According to TMR’s 2017 annual report, last year’s natural and human catastrophic losses resulted in $ 158.9 million, the biggest decline in TMR’s history. RenRe was also affected by record-breaking insurance disaster losses for last year’s industry and recorded a net loss of $ 244.8 million for the year.

According to an analysis by Carrier Management, $ 1.9 billion of property-cat premiums represented 39.5 percent of RenRe’s total $ 2.8 billion in premiums last year and more than one-third of the total reinsurance book. For the TMR, real estate-cat premiums of $ 390 million represent 24.3 percent of the total $ 1.6 million in premiums and some over 60 percent of the total TMR property reinsurance book.

About two-thirds of TMR’s business – $ 1.6 billion, $ 1.1 billion in total – comes from North America. In RenRe, the business world in North America was about one-third of the 2017 real estate book and 20 per cent of the casualty and expertise segment.

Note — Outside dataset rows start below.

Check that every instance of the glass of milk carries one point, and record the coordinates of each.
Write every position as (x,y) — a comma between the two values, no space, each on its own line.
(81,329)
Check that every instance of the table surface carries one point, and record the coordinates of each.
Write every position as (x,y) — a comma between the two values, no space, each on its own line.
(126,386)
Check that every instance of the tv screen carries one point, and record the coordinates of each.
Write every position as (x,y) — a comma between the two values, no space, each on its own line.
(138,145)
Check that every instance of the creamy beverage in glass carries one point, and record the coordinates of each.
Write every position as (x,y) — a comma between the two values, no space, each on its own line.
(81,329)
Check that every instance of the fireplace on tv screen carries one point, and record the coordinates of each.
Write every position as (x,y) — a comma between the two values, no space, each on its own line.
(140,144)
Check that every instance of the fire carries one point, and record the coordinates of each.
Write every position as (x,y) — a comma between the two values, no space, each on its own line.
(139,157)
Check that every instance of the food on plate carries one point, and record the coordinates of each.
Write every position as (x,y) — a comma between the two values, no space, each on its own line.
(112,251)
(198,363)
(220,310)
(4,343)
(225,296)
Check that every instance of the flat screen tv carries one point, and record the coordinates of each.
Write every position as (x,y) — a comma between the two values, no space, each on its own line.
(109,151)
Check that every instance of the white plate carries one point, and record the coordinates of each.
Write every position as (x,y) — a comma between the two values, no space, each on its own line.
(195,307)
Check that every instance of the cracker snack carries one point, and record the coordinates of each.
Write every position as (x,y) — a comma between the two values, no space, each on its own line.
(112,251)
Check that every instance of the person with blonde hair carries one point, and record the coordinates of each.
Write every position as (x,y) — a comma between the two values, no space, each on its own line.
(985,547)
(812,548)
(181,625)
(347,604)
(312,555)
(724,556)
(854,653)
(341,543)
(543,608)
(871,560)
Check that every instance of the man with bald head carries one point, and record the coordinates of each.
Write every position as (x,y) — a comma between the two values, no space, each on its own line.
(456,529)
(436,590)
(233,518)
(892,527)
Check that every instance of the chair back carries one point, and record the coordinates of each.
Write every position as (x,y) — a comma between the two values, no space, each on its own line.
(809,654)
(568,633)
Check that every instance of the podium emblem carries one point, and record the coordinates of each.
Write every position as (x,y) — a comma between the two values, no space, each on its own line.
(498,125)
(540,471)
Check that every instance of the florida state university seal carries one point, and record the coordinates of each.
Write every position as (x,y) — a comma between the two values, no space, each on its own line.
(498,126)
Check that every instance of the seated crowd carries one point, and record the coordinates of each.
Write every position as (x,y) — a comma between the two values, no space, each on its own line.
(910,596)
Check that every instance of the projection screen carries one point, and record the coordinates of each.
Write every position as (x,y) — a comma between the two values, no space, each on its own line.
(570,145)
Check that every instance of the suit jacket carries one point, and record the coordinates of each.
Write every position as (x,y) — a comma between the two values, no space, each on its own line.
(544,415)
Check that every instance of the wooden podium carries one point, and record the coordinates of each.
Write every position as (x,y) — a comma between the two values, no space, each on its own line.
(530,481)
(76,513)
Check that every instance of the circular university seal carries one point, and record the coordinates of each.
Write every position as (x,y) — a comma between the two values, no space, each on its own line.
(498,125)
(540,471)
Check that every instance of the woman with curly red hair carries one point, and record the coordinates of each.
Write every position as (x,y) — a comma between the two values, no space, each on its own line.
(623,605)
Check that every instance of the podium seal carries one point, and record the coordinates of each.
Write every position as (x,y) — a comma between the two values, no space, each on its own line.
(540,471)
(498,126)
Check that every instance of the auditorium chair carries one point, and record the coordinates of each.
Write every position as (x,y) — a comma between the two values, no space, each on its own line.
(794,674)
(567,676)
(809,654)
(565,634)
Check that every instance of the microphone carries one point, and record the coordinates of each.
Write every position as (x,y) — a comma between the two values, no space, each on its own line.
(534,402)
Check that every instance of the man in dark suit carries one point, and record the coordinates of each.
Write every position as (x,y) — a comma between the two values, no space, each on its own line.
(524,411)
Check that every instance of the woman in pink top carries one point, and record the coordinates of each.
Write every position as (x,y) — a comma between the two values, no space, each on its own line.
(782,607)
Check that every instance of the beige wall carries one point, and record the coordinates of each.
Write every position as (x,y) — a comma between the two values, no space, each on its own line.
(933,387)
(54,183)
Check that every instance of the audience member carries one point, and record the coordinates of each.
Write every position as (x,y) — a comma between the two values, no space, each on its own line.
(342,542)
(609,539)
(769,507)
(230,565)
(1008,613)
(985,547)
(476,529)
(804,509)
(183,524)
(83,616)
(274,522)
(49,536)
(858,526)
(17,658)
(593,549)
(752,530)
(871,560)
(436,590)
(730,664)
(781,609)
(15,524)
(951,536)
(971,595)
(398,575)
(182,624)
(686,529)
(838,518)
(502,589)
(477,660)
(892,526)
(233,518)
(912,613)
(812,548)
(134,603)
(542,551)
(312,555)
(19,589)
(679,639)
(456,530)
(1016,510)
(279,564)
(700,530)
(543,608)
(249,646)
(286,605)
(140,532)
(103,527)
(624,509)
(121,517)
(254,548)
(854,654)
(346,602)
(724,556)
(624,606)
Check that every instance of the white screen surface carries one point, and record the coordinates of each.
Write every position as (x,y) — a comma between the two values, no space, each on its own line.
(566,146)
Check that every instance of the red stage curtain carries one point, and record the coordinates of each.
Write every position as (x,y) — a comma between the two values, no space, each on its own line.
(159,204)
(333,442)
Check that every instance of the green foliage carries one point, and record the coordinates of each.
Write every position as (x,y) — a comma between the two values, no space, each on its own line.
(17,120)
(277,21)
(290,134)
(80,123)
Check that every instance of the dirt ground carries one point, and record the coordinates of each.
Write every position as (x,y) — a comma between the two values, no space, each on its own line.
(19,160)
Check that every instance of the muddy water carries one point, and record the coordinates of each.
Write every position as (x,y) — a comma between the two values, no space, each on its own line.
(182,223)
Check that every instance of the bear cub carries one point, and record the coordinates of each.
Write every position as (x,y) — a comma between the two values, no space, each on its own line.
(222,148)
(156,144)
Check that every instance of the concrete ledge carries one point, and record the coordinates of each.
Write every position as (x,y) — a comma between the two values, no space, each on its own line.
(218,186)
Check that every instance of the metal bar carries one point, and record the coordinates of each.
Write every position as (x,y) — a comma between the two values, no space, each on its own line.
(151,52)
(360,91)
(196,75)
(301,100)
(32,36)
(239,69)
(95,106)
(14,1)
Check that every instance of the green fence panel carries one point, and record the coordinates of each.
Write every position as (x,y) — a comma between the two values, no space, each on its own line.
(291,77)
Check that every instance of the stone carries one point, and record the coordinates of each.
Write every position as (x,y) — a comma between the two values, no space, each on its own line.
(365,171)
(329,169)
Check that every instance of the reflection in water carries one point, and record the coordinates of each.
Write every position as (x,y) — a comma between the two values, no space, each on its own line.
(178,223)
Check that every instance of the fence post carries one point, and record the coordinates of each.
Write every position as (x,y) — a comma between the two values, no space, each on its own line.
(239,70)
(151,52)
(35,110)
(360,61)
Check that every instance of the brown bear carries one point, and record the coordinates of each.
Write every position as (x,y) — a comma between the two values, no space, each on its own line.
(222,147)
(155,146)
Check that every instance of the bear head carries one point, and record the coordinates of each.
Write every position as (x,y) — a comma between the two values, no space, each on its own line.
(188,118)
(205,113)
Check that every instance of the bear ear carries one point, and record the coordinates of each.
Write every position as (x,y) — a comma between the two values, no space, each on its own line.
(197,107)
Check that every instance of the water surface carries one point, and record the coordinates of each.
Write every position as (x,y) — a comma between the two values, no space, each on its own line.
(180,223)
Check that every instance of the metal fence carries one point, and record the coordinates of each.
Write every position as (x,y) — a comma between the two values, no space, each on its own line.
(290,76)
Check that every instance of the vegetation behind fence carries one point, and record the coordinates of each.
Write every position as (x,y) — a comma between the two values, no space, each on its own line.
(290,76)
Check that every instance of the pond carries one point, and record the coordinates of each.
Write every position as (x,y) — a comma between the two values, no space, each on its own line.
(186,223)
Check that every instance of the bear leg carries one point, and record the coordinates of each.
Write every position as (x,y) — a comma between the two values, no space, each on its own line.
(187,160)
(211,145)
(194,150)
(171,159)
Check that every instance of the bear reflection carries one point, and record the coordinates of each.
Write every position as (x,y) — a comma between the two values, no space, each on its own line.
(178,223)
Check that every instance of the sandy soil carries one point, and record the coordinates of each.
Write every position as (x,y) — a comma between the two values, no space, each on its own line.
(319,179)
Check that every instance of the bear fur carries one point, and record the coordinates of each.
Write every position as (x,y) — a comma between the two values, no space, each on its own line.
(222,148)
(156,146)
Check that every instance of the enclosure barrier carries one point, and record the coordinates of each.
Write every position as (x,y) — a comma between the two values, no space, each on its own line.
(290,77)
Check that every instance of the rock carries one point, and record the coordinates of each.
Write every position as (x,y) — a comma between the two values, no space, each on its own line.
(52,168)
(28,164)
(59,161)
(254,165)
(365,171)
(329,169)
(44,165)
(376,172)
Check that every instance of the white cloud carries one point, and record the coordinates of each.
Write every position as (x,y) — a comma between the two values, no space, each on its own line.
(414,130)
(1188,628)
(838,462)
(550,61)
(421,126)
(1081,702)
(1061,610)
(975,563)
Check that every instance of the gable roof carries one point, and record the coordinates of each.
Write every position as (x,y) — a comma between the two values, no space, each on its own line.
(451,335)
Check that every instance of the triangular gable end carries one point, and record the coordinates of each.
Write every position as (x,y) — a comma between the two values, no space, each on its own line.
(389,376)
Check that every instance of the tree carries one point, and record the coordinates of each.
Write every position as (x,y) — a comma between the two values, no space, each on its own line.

Today, Tokio Marine is comprised of 245 subsidiaries and 32 subsidiaries worldwide. Tokio Marine’s non-life domestic businesses include Nichido Fire, Nishin Fire, E.design and Millea SAST. Starting in 2007, the insurance company began to make significant achievements such as Kiln Group, Philadelphia Insurance, Delphi Financial, HCC, Seguradora and Mellennium Re and created a diversified global portfolio primarily focused on private insurance classes.

Legal warning !
The information, comments and suggestions there are not covered by investment advice. It is based on the author's personal opinions. These views may not fit your financial situation and risk and return preferences. For this reason, based solely on this information, investment decisions may not have the appropriate consequences for your expectation. Our Site is not responsible for any direct or indirect damages incurred by the investors as a result of the use of the information on the Site, deficiencies in the sources, damages incurred by profit, moral damages, or damage to third parties.